Rich Young Ruler Misses the Point

Today, in Christian circles, there seems to be a lot of confusion about the purpose of the Old Testament Law. Many believers even say the Old Testament is not relevant anymore. Some believe we only need to read and consider the New Testament of grace. I believe with all my heart in the message of grace, but if we are not familiar with the Old Testament and the purpose of the law, we will miss out on the richness of God’s grace. In this brief article, I want to look at a few New Testament passages for a short survey of the purpose of the “law of God”.

Before we begin, consider these passages from Paul’s writings:

Well then, am I suggesting that the law of God is sinful? Of course not! In fact, it was the law that showed me my sin. I would never have known that coveting is wrong if the law had not said, “You must not covet.”
Romans 7:7 NLT

Wherefore the law was our schoolmaster to bring us unto Christ, that we might be justified by faith. But after that faith is come, we are no longer under a schoolmaster.
Galatians 3:24 KJV

But still, the law itself is holy, and its commands are holy and right and good.
Romans 7:12 NLT

How can the law of God be holy, righteous, and good if it condemns and judges me?  Maybe we have not understood the law’s purpose correctly? Let’s consider the account of the rich young man, in the gospel of Mark.

You can find this story beginning in Mark 10:17.

As Jesus was starting out on his way to Jerusalem, a man came running up to him, knelt down, and asked, “Good Teacher, what must I do to inherit eternal life?” 

“Why do you call me good?” Jesus asked. “Only God is truly good. But to answer your question, you know the commandments: You must not murder. You must not commit adultery. You must not steal. You must not testify falsely. You must not cheat anyone. Honor your father and mother.”

“Teacher,” the man replied, “I’ve obeyed all these commandments since I was young.”

Looking at the man, Jesus felt genuine love for him. “There is still one thing you haven’t done,” he told him. “Go and sell all your possessions and give the money to the poor, and you will have treasure in heaven.

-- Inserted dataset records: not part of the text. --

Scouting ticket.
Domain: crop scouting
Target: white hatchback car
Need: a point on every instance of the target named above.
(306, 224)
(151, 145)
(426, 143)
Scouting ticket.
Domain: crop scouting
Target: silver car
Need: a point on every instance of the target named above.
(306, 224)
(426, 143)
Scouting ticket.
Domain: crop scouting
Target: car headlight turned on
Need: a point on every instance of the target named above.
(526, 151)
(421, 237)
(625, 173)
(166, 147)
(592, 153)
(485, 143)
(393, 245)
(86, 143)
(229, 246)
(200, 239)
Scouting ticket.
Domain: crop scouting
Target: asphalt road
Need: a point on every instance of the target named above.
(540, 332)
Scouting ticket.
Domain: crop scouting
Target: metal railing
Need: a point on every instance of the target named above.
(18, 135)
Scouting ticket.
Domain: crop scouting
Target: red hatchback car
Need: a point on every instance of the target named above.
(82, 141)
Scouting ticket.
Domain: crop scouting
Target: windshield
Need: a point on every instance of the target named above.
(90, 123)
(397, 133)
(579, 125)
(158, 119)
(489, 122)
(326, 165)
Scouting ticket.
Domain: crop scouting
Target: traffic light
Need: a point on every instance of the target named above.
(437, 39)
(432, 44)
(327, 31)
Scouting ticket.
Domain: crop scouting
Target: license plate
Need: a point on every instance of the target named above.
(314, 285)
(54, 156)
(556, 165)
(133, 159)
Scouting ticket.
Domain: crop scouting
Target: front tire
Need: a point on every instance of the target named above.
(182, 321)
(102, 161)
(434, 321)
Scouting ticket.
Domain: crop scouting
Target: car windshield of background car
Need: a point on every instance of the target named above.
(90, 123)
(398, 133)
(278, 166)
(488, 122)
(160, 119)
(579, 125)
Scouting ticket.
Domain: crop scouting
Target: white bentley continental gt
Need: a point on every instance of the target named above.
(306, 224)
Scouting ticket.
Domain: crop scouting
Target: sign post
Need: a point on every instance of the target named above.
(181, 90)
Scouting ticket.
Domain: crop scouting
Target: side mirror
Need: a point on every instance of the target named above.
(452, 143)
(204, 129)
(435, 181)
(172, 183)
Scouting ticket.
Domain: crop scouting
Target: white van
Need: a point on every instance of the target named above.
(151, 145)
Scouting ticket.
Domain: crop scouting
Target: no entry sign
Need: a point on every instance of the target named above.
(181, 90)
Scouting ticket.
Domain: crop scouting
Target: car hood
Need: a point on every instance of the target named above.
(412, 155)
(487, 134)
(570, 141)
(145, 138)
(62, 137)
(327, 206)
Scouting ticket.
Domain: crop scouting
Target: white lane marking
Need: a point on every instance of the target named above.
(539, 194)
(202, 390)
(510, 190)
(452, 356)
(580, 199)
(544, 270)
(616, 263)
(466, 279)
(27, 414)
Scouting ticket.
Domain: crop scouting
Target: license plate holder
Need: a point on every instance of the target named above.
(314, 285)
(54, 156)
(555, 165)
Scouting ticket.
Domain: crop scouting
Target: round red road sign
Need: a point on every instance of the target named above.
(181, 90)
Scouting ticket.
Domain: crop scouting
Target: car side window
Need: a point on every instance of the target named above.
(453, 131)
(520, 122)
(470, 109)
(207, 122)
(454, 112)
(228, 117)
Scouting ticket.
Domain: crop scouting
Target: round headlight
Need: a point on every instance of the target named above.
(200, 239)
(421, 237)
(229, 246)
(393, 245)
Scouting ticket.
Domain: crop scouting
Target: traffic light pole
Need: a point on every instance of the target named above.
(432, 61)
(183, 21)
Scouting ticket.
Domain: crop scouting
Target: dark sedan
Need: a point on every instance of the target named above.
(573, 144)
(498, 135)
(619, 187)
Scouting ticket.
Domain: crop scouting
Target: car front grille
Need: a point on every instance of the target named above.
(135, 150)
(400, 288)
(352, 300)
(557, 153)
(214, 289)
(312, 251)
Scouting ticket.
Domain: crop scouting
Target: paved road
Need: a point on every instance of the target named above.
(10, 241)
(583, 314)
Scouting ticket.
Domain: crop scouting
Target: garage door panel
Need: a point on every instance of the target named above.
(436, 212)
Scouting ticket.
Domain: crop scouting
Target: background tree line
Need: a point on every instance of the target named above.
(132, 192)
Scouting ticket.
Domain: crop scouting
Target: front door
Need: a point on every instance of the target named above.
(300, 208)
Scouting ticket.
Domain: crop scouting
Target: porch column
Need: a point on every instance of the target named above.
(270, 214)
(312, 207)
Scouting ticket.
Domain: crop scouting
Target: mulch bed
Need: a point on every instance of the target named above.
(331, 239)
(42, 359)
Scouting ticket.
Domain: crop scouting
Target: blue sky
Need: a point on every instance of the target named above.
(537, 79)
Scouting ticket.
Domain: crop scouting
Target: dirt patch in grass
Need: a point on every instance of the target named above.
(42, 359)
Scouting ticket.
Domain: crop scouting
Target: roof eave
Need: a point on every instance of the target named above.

Then come, follow me.”

At this the man’s face fell, and he went away sad, for he had many possessions.

In this short interaction we find a man who had kept the law his entire life, but something was still missing.  Maybe this itinerant preacher he’d heard about could provide the missing link? What did Jesus do? Did he explain to him the message of grace? No, quite the contrary he pointed him back to the law, the same laws he’d been keeping his entire life.

Is it possible Jesus was after something deeper? The man had been keeping the last six of the commandments, the ones which relate to his fellow man, but it seems as though he’d neglected those dealing with his relationship with Yahweh (the first four of the 10) such as:

“You must not have any other god before me.
Exodus 20:3

In other words, he had been dealing with others righteously (in fact he was a model citizen), but he had neglected the most important thing in life, a heart given fully to God. The Lord then extended the same invitation to him that he had to the rest of the disciples, “Come and follow me.’’ In other words, I am the one that the first four Commandments in Exodus 20 refers to.

Let’s go back to Galatians 3:24 which states that the law is the schoolmaster that points us to Christ. What did Paul mean when he called the law a schoolmaster? For the rich young ruler, it was an invitation to discover the Lord of grace by forsaking everything and following Christ. The law showed him his true condition, that he hadn’t fully surrendered to God and pointed him to the solution.

This is one of the ways the law of God is holy, righteous and good, it highlights the true condition of our heart and points us to the only means of grace.  Unfortunately, for the rich young ruler he missed the opportunity. May we respond in an opposite spirit – allowing the law to point out our failures so we turn to Christ who bridges the gap between our lawlessness and his grace.